Czas już pomyśleć

Niemiecki rząd potwierdził propozycję kanclerza Gerharda Schroedera, przedstawioną podczas targów CeBIT, zatrudnienia w Niemczech 20 tys. informatyków z Azji i Europy Środkowo-Wschodniej. Do decyzji tej mają się jeszcze odnieść szefowie państw Unii Europejskiej, którzy - jak wiadomo - będą usiłowali zablokować niemieckie plany.

Niemiecki rząd potwierdził propozycję kanclerza Gerharda Schroedera, przedstawioną podczas targów CeBIT, zatrudnienia w Niemczech 20 tys. informatyków z Azji i Europy Środkowo-Wschodniej. Do decyzji tej mają się jeszcze odnieść szefowie państw Unii Europejskiej, którzy - jak wiadomo - będą usiłowali zablokować niemieckie plany.

W krajach Europy - podobnie jak w Stanach Zjednoczonych - coraz silniej napędzanych gospodarczo przez sektor firm teleinformatycznych, brakuje setek tysięcy informatyków. Niemcy zamierzają zatrudnić 20 tys. specjalistów z zagranicy. Jeśli Unii nie uda się zablokować tych planów, nie jest wykluczone, że pozostałe kraje podejmą takie same działania. Jakie może to mieć konsekwencje dla polskiego, informatycznego rynku pracy?

Przywiązanie do miejsca

Głosy są podzielone. Po pierwsze, wskazuje się na fakt, że Polacy nie są zbyt skorzy do zmiany miejsca zamieszkania z powodu istnienia atrakcyjniejszej oferty pracy. Wskazują na to chociażby krajowe dysproporcje w wysokościach zarobków pomiędzy poszczególnymi regionami. Są miejsca, w których informatycy mogliby zarabiać nierzadko na poziomie europejskim, ale same zarobki nie są dla nich wystarczającym argumentem do zrezygnowania z miejsc oferujących znacznie niższe wynagrodzenia, ponieważ wolą lub zmuszeni są pozostać tam, gdzie zakorzenione są ich rodziny. Ci prawdopodobnie patrzyć będą z zazdrością na niemieckie możliwości, ale pozostaną tam, gdzie pracują dzisiaj.

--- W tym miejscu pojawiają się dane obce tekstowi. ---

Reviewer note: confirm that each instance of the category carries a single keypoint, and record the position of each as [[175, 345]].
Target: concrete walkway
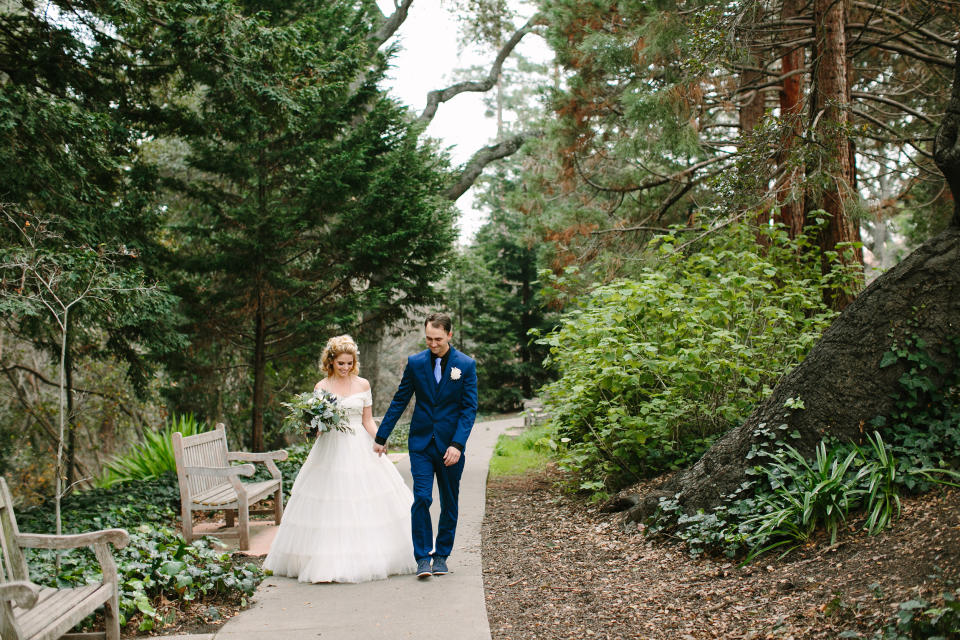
[[451, 607]]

Ważnym zagadnieniem w niemieckiej propozycji jest znajomość języka niemieckiego. Wydawać by się mogło, że w przypadku informatyki wystarczające jest władanie językiem angielskim. Tymczasem wiadomo, że zawód informatyka coraz częściej związany jest bezpośrednim kontaktem z końcowym użytkownikiem. W tym przypadku znajomość języka angielskiego z całą pewnością nie jest wystarczająca, ponieważ w Niemczech mała część społeczeństwa może się pochwalić jego znajomością. Nie należy - warto to zaznaczyć przy tej okazji - przeceniać także znajomości języka angielskiego wśród polskich informatyków. Nie zapominajmy jednak o regionach Górnego i Dolnego Śląska czy Wielkopolski, gdzie mieszka liczna grupa osób znająca język niemiecki, a nie ma tam oferty pracy na poziomie np. stolicy. Należy jednak założyć, że ze względu na niemłody już wiek nie zdecydują się oni na kuszące niemieckie propozycje.

Szansa dla młodych

Nie wiadomo jednak, jak postąpią ludzie młodzi, ci, którzy kończą uczelnie bądź ukończyli je w ostatnim czasie i nie założyli jeszcze rodzin. Dla nich propozycja zarobków 3-5 tys. DEM miesięcznie może nie być obojętna. Skoro już dziś szacuje się, że 30% absolwentów kierunków informatycznych wyjeżdża za granicę, natrafiając przy tym na liczne problemy z zatrudnieniem, to można przewidywać, że w przypadku znacznie prostszych procedur ich liczba może się zwiększyć. Zważywszy na fakt, że w Polsce brakuje wykształconych informatyków, może to w najbliższym czasie poważnie zachwiać rodzimym rynkiem pracy. Ich zwiększający się niedobór spowoduje z całą pewnością wzrost płac. Jednak zjawisko to, korzystne dla pojedynczych zainteresowanych, może poważnie przeszkodzić Polsce w dorównaniu w rozwoju gospodarczym krajów Unii Europejskiej, nie wspominając o Stanach Zjednoczonych. Ocenia się, że Niemcy są opóźnione o 3, 4 lata, jeśli chodzi o sektor wysokich technologii nie tylko wobec USA, ale także kilku innych krajów europejskich. Co do liczby lat, o które jest opóźniona Polska, można się spierać, jednak z całą pewnością jest ona większa.

Budowanie przyszłości

Reakcje na niemieckie propozycje w postaci stwierdzenia, iż informatycy kształceni bezpłatnie na polskich uczelniach powinni pozostać w kraju i tu pracować, należy uznać za niepoważne. Niepocieszające - łagodnie mówiąc - są również pierwsze wypowiedzi urzędujących ministrów polskiego rządu, z których jeden stwierdził, że stwarza to przed informatykami znad Wisły szansę zarobienia większych pieniędzy. Rzeczywiście, pocieszające jest, że ten i ów informatyk będą mieli możliwość wzbogacenia się. Jednak nie to jest najistotniejsze z punktu widzenia polskiej gospodarki. Sedno problemu tkwi w tym, że w obliczu niekwestionowanego, ogromnego wpływu technologii teleinformatycznych na gospodarczą przyszłość państw może zabraknąć specjalistów, którzy będą ją budować w Polsce. Co to oznacza?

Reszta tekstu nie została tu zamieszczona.